Every house has a different one. We all know about how important it is. Some enjoy it, way more than others. One person’s enjoyment almost adds to the misery of another.

We have a variety of personalities in our house. No surprise that the day starts with everyone at a different speed.

My Mom tried, I think, to get everyone up in a good mood. “Good Morning Sunshine!” she would sing to us in the early days. Later on, my Dad would make it crystal clear before we went to bed on the weekend that we would be up by 9am, or suffer the consequences.

As my husband and I created our own routine, it became apparent quite quickly that he did not grow up in my parents house. He is in a terrible mood in the morning and will sleep as late as possible on the weekend. Lucky for us, he has a million projects on the go and wants to get up early. I don’t think it would have been so easy to adjust to a man who would sleep until noon.

We have settled into something that seems to work for everyone, for now. When the kids become teenagers, I’m sure some adjustments will be required from all of us.

I make breakfast and lunches. I can’t stand the idea of what they would eat, left to their own devices. Today it was maple chicken sausages, (tolerable levels of sodium and fat) and leftover blueberry pancakes that had a square of chocolate in the middle. Grapefruit with brown sugar.

My husband has decided that, while he is clearly not a morning person, he would rather fight the traffic en route to work than organize anyone at home. Probably a wise decision. This is the benefit of age, I think. Back in the early days or our marriage, there was not so much harmony in the morning.

The main idea behind our relative success today is that we have remained flexible to change. When something isn’t working we revise, adjust make it easier in some small way. I am the most optimistic about the effect of small changes. And when something gets better, my husband glows with compliments.

Time disappeared

“A good holiday is one spent among people whose notions of time are vaguer than yours.”    ~John B. Priestly

As the kids summer vacation draws to a close, I was reflecting on the next phase they are about to enter at school. With my son just passing his 10th birthday and starting grade 5, I had to ask myself – “where has the time gone?”

I completely understand it has not “gone” anywhere and that time doesn’t “run” faster in one decade than another. But how much gets accomplished and just packed into any given day when you are a parent distorts your perception. When I was a child, I watched all this happen around me with my parents at the helm, but I had no idea of what it would be like.

“Half our life is spent trying to find something to do with the time we have rushed through life trying to save.”    ~Will Rogers

I sometimes think that given how many air miles I have amassed in my working life so far, maybe a part of me is still circling the globe on one of the jets. Like a little shadow, it will someday finally catch up to me when I stop travelling so much.
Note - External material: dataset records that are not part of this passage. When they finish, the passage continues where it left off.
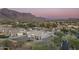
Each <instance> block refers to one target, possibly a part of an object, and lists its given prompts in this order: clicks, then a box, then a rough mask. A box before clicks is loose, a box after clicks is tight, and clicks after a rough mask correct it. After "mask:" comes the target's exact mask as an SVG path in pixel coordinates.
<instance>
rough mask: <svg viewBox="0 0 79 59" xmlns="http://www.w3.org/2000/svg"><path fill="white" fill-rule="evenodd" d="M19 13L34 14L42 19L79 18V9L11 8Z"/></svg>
mask: <svg viewBox="0 0 79 59" xmlns="http://www.w3.org/2000/svg"><path fill="white" fill-rule="evenodd" d="M11 9H12V10H16V11H19V12H25V13H32V14H33V15H35V16H42V17H58V18H59V17H63V18H64V17H69V18H71V17H72V18H75V17H76V18H79V9H78V8H11Z"/></svg>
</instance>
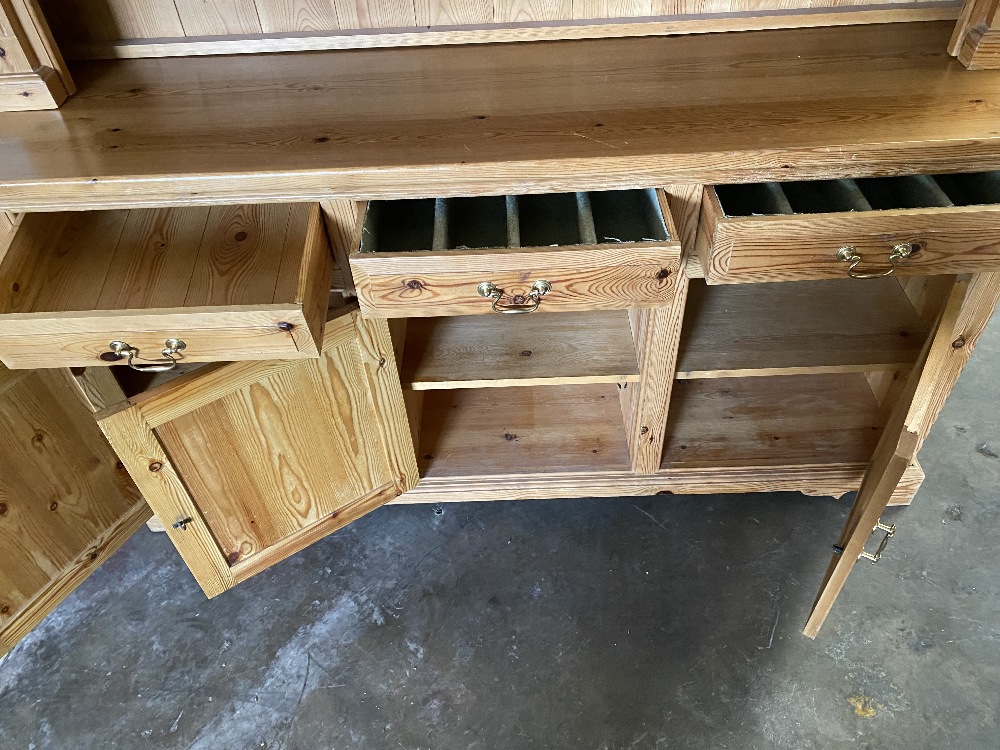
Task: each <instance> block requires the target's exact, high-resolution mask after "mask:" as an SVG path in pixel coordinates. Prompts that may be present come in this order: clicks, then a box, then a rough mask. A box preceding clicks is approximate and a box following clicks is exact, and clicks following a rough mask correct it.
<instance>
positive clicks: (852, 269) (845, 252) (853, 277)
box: [837, 242, 917, 279]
“You must have been warned against letting the golden hours slip by; but some of them are golden only because we let them slip by.”   ~James Matthew Barrie

I suppose accepting that my life is on some sort of permanent fast-forward, is the first step in helping myself. Trying to cram more into a day, clearly is not helping. Slowing down, and maybe trying to do a little less is sage advice I have been given. Appreciating how I have chosen to spend my time, when I am in the middle of it, now that would be nice.